Aunque también estaba la foto. Si existía. En el reducto íntimo de la mente de PJ no tenía demasiado sentido fingir que nunca había existido, pero dar por hecho que seguía existiendo ya era algo bien distinto, pues eso se había resuelto, teóricamente, con una cantidad seria de dinero, unas cuantas promesas y un acto de violencia. Tras tanto tiempo parecía difícil que hubiera subsistido alguna copia, pero —suponiendo que así fuera—, había pocos candidatos a encontrarla tan capacitados como Robert Hobden. Aun dejando de lado sus conexiones con la extrema derecha, la carrera de Hobden había destacado tanto por su capacidad de destapar pecados políticos como por su pomposidad petulante, y, antes incluso de caer en desgracia, desde el poder se lo esquivaba con cuidado. Precisamente porque no lo sabía todo, parecía aún más probable que no se tratara de un farol: de haber tenido la mínima pista de que la muerte de Nicholas Frost en aquella manifestación del Frente Nacional no era lo que parecía, no habría dudado en plantear el asunto. Así que, dando por cierto que existía la foto y que Hobden tenía una copia… ¿adónde llevaba el asunto? O sea, ¿adónde llevaba a PJ?
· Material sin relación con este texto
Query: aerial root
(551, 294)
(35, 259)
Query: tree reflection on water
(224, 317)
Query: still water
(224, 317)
Lo llevaba a tapar las grietas. Echó la silla hacia atrás, se disculpó con un gesto ante su esposa y movió los labios para articular en silencio la palabra «teléfono». Ella creería que tenía algo que ver con el asunto del rehén, y así era, por supuesto. Así era.

Encontró a Sebastian en el rellano de la planta superior, donde se había sentado a contemplar la calle en silencio. Una de las palabras que se usaban para describir a Sebastian era «factótum». PJ había oído incluso cómo lo llamaban «mayordomo», o incluso «Batman». La última era bastante buena, por cierto. El cruzado de la capa. Actos oscuros por una buena causa. Una buena causa era la de PJ, claro.

Si existía la foto: bueno. Cuando uno estaba en el gobierno había ciertas normas que respetar, pero una de ellas, que las resumía todas, consistía precisamente en no permitir que alguien te pusiera una navaja en el cuello.

Antiguamente, los que estaban en el poder esquivaban a Robert Hobden con cuidado. En esos tiempos, también existía la opción de pasarle por encima. Pero antes tenía que tapar esas grietas: correr la voz, como le había pedido Hobden. PJ no mantenía relaciones personales con quienes habitaban más allá de los límites de lo aceptable, pero el caso era que tampoco le hacía falta. ¿Para qué sirve tener un Batman?

—Seb —anunció—, necesito que hagas unas llamadas.